Debra (37, white), a lone mother of two children under twelve and in recovery from prescription opioid addiction, implied her navigation of this discourse. In referring to her son’s sport of passion, Debra said: “He likes hockey. He’s never played ice hockey although it’s something I would love for him to be able to do but, just money wise, it hasn’t been an option. But he plays things like ball hockey and he’s also interested in computers.” I read in Debra’s talk how she likely felt upset that she could not afford her son’s sport of choice and seemed aware of the likelihood of others’ pity for her being dependent on welfare. Debra had engaged in emotional work in the past to reach a point of compromise, to sign her son up for ball instead of ice hockey. In saying “I would love for him to be able to play,” she conveyed that she cared for her son and invited me to empathize with her rather than feel pity for the choices she made.
Debra additionally made clear to me that she did a good job mothering, circumventing my perception of her only as a recovering addict too.
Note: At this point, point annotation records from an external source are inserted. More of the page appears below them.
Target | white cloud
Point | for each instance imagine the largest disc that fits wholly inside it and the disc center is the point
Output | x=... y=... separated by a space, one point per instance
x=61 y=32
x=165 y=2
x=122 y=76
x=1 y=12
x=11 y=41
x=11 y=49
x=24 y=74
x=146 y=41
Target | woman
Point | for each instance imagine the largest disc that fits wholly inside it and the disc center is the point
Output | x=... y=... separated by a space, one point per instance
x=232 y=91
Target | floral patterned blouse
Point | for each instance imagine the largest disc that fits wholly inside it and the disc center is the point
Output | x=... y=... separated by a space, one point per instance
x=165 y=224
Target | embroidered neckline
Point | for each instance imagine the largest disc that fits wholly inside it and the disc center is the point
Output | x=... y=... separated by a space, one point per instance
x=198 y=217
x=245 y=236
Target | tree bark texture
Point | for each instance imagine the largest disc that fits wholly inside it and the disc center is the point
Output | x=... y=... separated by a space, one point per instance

After she prepared her children for school, her days were filled with appointments with her doctor, counselling sessions, or she spent time with a friend who lived in her apartment building. She met her children immediately after their school day ended. Sometimes, I enroll them in programs through Parks and Rec. So, sometimes we’ll have a program to go to after school or after dinner or something…I guess just make dinner when we get back… in the wintertime, we’re pretty much at home after that. Some nights, if there’s time, we might go skating or something like that (Debra).
In the space of the intersubjectivity of our interview, Debra worked to change the quality and degree of emotion by which we responded to her account of mothering, in effect opposing the negative views of parenting entrenched in the welfare dependency discourse and encouraging my recognition of her personal struggle with the available subject positions constituted within it.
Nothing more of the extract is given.